Hmm.. eine Frage zu WCF und C# in einem Java-Forum zu stellen ist wohl nicht der beste Weg zum Ziel, oder?

*verschoben*


----------



## tfa (28. Jul 2009)

Unterstützt das Spiel denn WCF? Gibt es überhaupt eine Möglichkeit von Java WCF anzusprechen? 
Klingt ziemlich sinnlos.


----------



## leibimatZe (28. Jul 2009)

Ok sorry für den Beitrag im falschen Bereich 

Es Funktioniert so dass ich den Server in c# programmieren kann und WCF bildet die Netzwerkschnittstelle. Ich kann die irgendwie auf jedenfall in Java einbinden dass ich von Java aus auf die Methoden die in der WCF definiert sind zugreifen kann und diese dann natürlich wie normal auf dem server ausgeführt werden.

Ich  hatte gehofft irgendeiner hat das vlt schonmal probiert oder gehört 

Funktioniert laut meinen Nachforschungen schon, ich habs nur nochnicht  richtig hinbekommen!

grüße


----------



## Noctarius (28. Jul 2009)

Hast du schon mal J# probiert?

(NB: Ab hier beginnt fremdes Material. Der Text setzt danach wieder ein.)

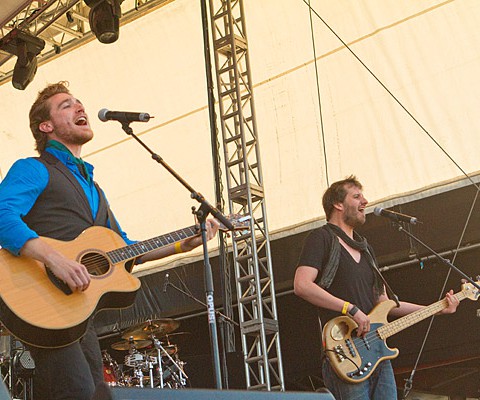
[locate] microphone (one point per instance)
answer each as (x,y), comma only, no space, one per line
(122,116)
(394,216)
(165,283)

Die .NET Version von Java.


----------



## maki (28. Jul 2009)

J# ist tot 

Wenn ich höre dass man Java und C# kommunizieren lassen will, fällt mir gleich der Begriff Webservice ein.


----------



## Noctarius (28. Jul 2009)

Ich dachte J# gehört mittlerweile zum Standardumfang vom .net SDK


----------



## leibimatZe (28. Jul 2009)

will n stink normalen application server (als konsolenanwendung) laufen lassen.
die contracts definieren mir dann die schnittstelle, bzw die methoden, auf die ich vom cleint zugreifen kann.

Frage is nur in wie weit java das ganze unterstützt. Java WSIT erlaubt mir zugriff auf WCF soviel ich weis aber hab nochnet so alles raus wie ich das implementiere.


----------



## frapo (28. Jul 2009)

Noctarius hat gesagt.:


> Ich dachte J# gehört mittlerweile zum Standardumfang vom .net SDK



J# wird von M$ seit über 2 Jahren nicht mehr weiterentwickelt. 
J-Sharp ? Wikipedia


----------